As the "term" suggests, term life insurance covers only for a specific term before the policy expires. It is basically a temporary insurance that allows you to cover up to a certain critical life event such as college, retirement or children who are grown up enough to work. Term life insurance is different from permanent insurance since permanent insurance does not expire until you stop paying for your policy. The key difference is that term life insurance also do not pay you any benefits once the term life policy expires (though this may vary based on companies), whereas a permanent insurance puts a portion of your premium into an investment vehicle which can then be paid out depending on how well the investment vehicle performs over time. Due to this reason, term life insurance can have a lower premium any may be a much more suitable life insurance policy to take up for people with substantially lower savings or more financial obligations. Therefore, term life insurance is very similar to an auto insurance or home owners insurance because no benefits are paid out during the insurance period and after the expiry period unless some events such as a death or accident trigger the payout.

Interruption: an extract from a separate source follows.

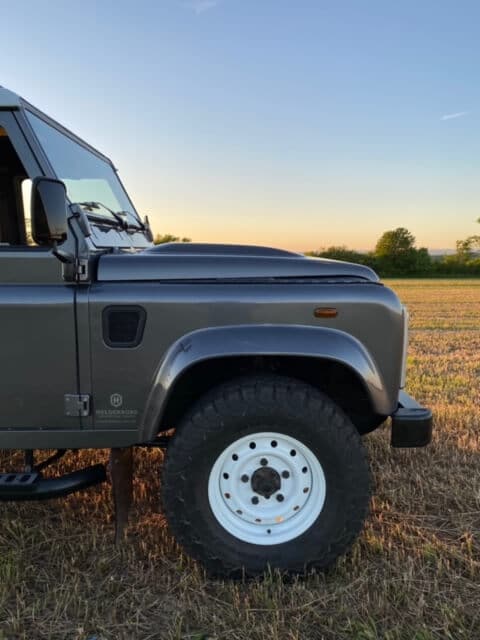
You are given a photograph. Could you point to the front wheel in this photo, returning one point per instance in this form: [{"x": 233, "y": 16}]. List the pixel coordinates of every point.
[{"x": 265, "y": 472}]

Why should I buy term life insurance?
This is really about protecting your loved ones. Hopefully, nothing happens to you, but when something does, at least your children and spouse are not left to deal with your debts, funeral costs, etc. Therefore, a life insurance policy allows you to use the payout from a death to pay off credit card and debts since you can no longer generate the income to help the household. In some ways, you are giving your loved ones a chance to have some financial stability in the event that you pass away.

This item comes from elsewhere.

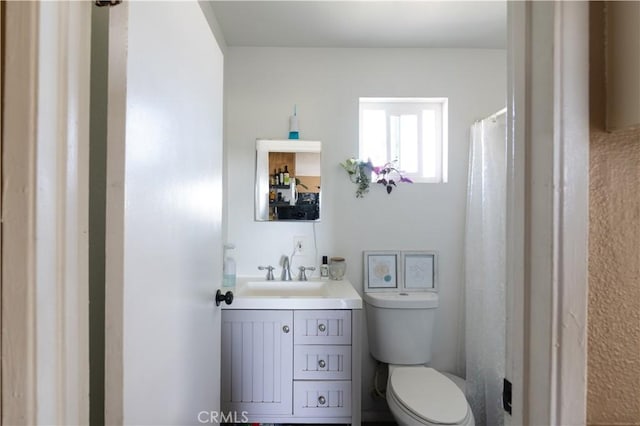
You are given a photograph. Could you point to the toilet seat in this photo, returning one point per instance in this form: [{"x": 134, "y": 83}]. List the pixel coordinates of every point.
[{"x": 428, "y": 395}]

How do I determine if I should buy term life or permanent life insurance?
It really boils down to the premiums you can afford and the life events that you are expecting. If you want coverage for approximately more than 10 years, have the ability to pay the premiums over the years, then you may want to have a permanent life insurance. However, if you just want to cover life events up to a certain point and have a limited budget, then a term life insurance may be more suitable for you. You may also combine term and permanent life insurance so that the mix can provide you a coverage that is more than the budget that is allowed.
What kind of term life insurance are there?
Annual renewable term life insurance is for a period of 1 year and can be renewed. The problem with that is that every year, there is an assessment of insurability and if some terminal illness occurs during the period, the insurance company can reject your renewal. Therefore, if you want to protect against that, you want to be able to look for guaranteed reinsurability in the program. Level term life insurance is for a guaranteed term such as 10,20 or 30 years. Again, if you need to renew the policy, insurability eligibility is required. It is not the norm to be able to borrow against a term life insurance.
What are some of the term life insurance companies out there?
To get an idea, you can go to State Farm Term Life Insurance. You can learn of the many features it provides there and then you can make a comparison with other companies. You should choose a feature that best suits your needs. For example, there are term life insurance that they offer that insures for a period of 5 years and then can be renewed for the same term at a high premium till age 85.
Other bigger term life insurance companies include:
MetLife
Prudential
HSBC
Mary Kay
You cannot borrow against a term life insurance. This is because term life insurance does not build up cash value unlike a whole life insurance. Therefore, it does not make sense to borrow against something that has no underlying value. It is the same question as asking if you can borrow against your car insurance. These insurance exists to pay out a benefit only when something happens, but will not refund you any value if nothing happens for the events they are covering for. Borrowing against a whole life insurance is possible though.